How to fix function based index that is not working in Greenplum

Post date: Oct 05, 2012 10:29:39 PM

The optimizer of Postgres/Greenplum is cost based and selects the execution plan with the lowest cost. In Greenplum, the cost for one scattered IO access is measured by the random_page_cost parameter, which is 100 by default. Comparing to 1 in postgres, it is quite large. It is being set in this way because we want to choose seq scan as frequently as possible in most cases.

For some special cases, the random_page_cost change could be used to make the execution plan manually optimized.

Example:

gpadmin=# create table t as select generate_series x from generate_series(1,10000);

NOTICE: Table doesn't have 'DISTRIBUTED BY' clause -- Using column(s) named 'x' as the Greenplum Database data distribution key for this table.

HINT: The 'DISTRIBUTED BY' clause determines the distribution of data.
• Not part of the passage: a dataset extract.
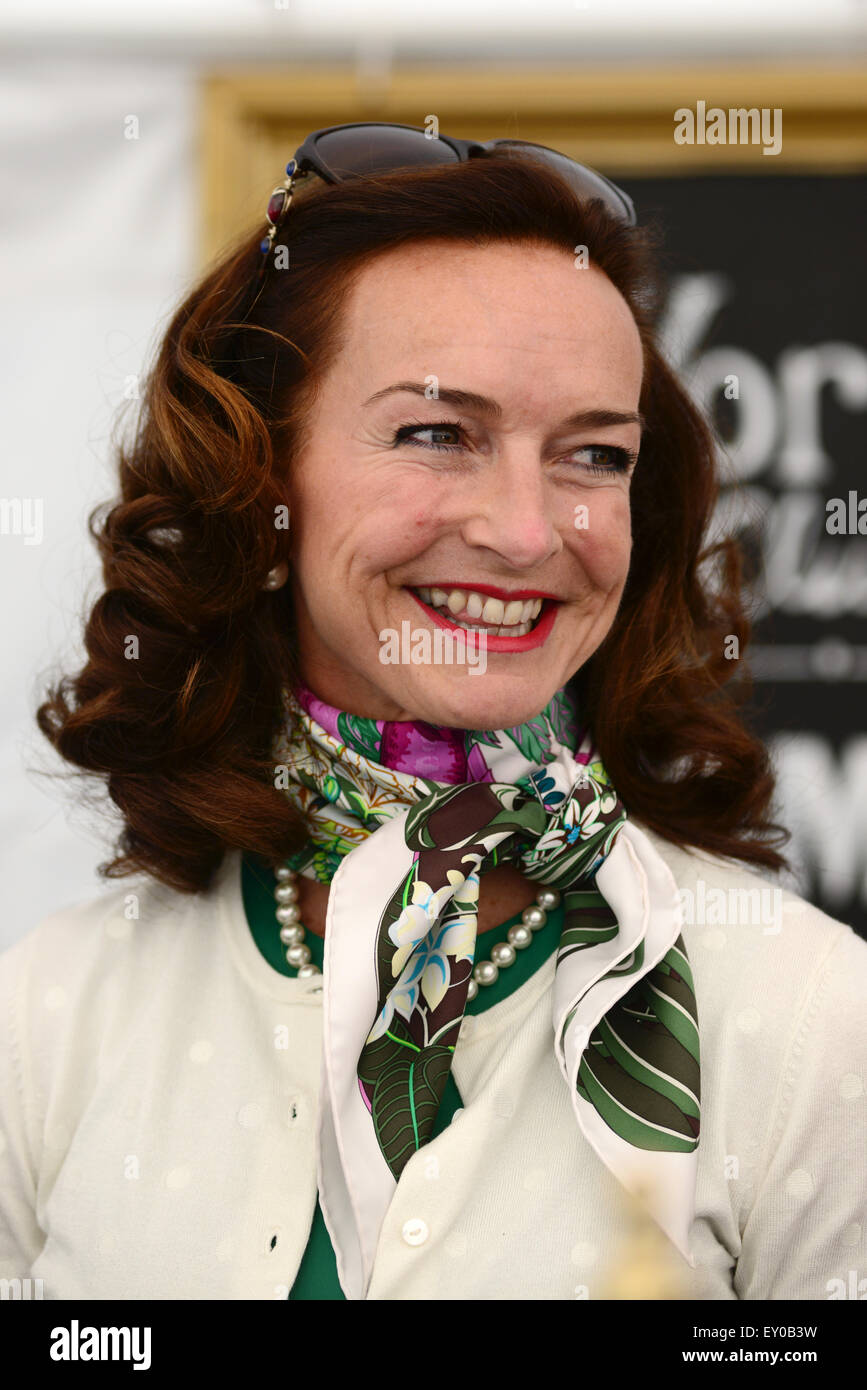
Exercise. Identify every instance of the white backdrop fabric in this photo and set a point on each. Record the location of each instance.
(96, 236)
Make sure column(s) chosen are the optimal data distribution key to minimize skew.

SELECT 10000

gpadmin=# create index f_idx on t( lower(x));

CREATE INDEX

gpadmin=# explain select * from t where lower(x) = '1';

QUERY PLAN

------------------------------------------------------------------------------

Gather Motion 8:1 (slice1; segments: 8) (cost=0.00..191.00 rows=2 width=4)

-> Seq Scan on t (cost=0.00..191.00 rows=2 width=4)

Filter: lower(x::text) = '1'::text

(3 rows)

gpadmin=# set random_page_cost to 1;

SET

gpadmin=# explain select * from t where lower(x) = '1';

QUERY PLAN

----------------------------------------------------------------------------

Gather Motion 8:1 (slice1; segments: 8) (cost=0.00..9.43 rows=2 width=4)

-> Index Scan using f_idx on t (cost=0.00..9.43 rows=2 width=4)

Index Cond: lower(x::text) = '1'::text

Settings: random_page_cost=1

(4 rows)